Unfortunately one of the paired peachies passed away so I had three left. I kept them in the divided cage for a long time, but eventually removed the divider. The mask will still chase the single peach around, but the other peach plays peacemaker with both. He spends most of his time with the mask, but also seems to sense when my other peachie is feeling lonely. Then he does his best to spend time with the other peach.
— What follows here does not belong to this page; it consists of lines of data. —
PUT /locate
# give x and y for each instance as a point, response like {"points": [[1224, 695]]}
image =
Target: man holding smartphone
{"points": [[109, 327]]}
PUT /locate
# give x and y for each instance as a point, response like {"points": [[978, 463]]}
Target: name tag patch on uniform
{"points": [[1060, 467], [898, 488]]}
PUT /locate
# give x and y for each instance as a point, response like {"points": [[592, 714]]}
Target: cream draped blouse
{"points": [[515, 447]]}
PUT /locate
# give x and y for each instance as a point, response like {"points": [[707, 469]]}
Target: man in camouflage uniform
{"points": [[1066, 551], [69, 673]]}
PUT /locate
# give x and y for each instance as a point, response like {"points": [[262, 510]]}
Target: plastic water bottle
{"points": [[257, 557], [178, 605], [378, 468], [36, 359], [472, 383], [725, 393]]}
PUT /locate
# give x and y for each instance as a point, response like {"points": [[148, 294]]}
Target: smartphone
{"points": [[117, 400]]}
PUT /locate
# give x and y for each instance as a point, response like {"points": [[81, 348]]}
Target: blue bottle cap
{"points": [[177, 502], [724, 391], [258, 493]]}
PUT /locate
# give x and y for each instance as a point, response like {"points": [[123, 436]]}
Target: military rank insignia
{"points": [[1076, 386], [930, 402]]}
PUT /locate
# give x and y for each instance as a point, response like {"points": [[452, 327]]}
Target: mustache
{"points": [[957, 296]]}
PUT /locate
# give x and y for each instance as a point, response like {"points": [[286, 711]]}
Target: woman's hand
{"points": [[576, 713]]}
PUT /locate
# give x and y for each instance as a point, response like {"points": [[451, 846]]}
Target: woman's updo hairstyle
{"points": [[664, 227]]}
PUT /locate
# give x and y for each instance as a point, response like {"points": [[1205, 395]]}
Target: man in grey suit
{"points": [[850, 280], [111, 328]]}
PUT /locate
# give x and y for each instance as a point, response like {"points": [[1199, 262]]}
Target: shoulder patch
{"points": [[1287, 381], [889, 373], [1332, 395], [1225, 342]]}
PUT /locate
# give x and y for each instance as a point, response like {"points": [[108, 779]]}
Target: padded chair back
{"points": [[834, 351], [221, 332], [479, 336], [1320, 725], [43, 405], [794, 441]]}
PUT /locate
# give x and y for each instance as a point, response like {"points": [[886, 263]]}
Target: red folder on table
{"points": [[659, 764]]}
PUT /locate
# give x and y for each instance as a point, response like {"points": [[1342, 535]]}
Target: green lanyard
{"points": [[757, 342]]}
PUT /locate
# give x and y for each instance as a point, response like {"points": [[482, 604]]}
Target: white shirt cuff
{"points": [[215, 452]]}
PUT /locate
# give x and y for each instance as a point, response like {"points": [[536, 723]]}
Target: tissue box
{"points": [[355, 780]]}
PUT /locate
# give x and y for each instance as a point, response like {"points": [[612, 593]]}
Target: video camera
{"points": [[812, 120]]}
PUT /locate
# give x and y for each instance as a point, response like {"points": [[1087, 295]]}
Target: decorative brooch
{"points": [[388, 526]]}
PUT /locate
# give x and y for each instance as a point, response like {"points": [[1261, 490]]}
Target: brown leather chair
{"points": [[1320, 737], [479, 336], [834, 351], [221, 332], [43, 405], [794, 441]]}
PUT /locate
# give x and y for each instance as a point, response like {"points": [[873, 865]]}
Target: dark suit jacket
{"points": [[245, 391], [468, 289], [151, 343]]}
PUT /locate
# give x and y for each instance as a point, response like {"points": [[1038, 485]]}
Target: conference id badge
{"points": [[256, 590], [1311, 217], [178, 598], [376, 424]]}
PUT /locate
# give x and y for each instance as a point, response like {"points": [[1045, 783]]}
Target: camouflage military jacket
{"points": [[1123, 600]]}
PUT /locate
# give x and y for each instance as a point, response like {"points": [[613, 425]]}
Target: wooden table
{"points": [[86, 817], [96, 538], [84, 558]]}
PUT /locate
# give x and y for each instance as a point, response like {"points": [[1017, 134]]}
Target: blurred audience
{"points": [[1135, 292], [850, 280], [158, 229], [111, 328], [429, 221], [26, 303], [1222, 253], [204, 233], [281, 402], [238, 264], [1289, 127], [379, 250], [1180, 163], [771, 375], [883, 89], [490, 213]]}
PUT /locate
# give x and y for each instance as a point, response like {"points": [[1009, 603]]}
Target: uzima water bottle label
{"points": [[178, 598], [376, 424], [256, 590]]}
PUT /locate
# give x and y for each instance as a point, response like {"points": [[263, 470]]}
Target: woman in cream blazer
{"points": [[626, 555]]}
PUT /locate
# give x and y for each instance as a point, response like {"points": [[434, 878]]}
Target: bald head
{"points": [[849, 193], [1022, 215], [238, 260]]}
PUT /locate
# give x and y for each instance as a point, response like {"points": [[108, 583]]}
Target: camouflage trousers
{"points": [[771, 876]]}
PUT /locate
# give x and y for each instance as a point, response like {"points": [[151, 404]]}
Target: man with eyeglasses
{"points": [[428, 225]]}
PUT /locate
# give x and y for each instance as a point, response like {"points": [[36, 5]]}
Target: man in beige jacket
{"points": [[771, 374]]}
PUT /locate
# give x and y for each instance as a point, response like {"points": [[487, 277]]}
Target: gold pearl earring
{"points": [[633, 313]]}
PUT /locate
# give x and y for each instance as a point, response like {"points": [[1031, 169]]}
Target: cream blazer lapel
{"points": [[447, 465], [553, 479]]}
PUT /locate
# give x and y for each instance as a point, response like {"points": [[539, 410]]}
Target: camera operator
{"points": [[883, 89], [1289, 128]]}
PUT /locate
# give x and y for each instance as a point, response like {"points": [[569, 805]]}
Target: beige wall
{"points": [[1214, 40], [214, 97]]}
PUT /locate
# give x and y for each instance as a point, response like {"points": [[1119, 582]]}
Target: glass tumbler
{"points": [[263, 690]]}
It's not ideal, and the one peach is definitely the odd-man out, but it works better than I thought it might have. Of course, it is possible I have three boys and that would make it a bit easier.

graushill
04-25-2006, 04:37 PM
I'm sorry Suzanne, I just suggested another lovie, and yep, I confess I was thinking about a male, because I thought since Peepo had laid eggs that the certainty of more clutches with any bonded male wouldn't be a sticky point anymore >o . As you might infer, that is an example of the thought processes that have made me go from having a single, male lovie to a houseful of birds :rolleyes:. And all within the space of five months *sigh*. I was so happy when I found Pidget, a single, male lovie, one that had also been single all his life so he wouldn't miss a birdie companion. Then Pontus and Nemo needed a place to stay, and when Pidget bonded to them my thoughts on the ideal single lovie situation I had hoped for were more or less, well I guess that ship has sailed. I, like Janie, had a strict no hen policy in the house....and Pontus started walking around with a lumpy bottom: Yep, that ship sailed too. Well, I might have eggs, but chicks: NEVER! until Piccolo hatched. Another ship leaving port. My no handfeeding policy: Elmo pretty much launched that one. So here I am, pretty much shipless and assuming everyone is just like me >o. Not good, huh? Anyway, I think you're right in having set what works in your house and in your current situation, and for sticking to them too :) . I hope things will work out for your three and I'm sure they will too.

Gloria

sdgilley
04-25-2006, 05:55 PM
Thanks so much everyone.

Gloria: :rofl:
Yep, that ship sailed too.:rofl:
It'd be so quick for me to succomb to the love-bug. I love babies, and would be great (I think) with lovie babies. BUT, I've got a house full of teenagers (human) and that is breaking the bank! I have to be responsible for what I can do financially, too. I love that you have two babies (I am betting male!) that are so RIGHT.

We'll see how things go, I'm learning patience.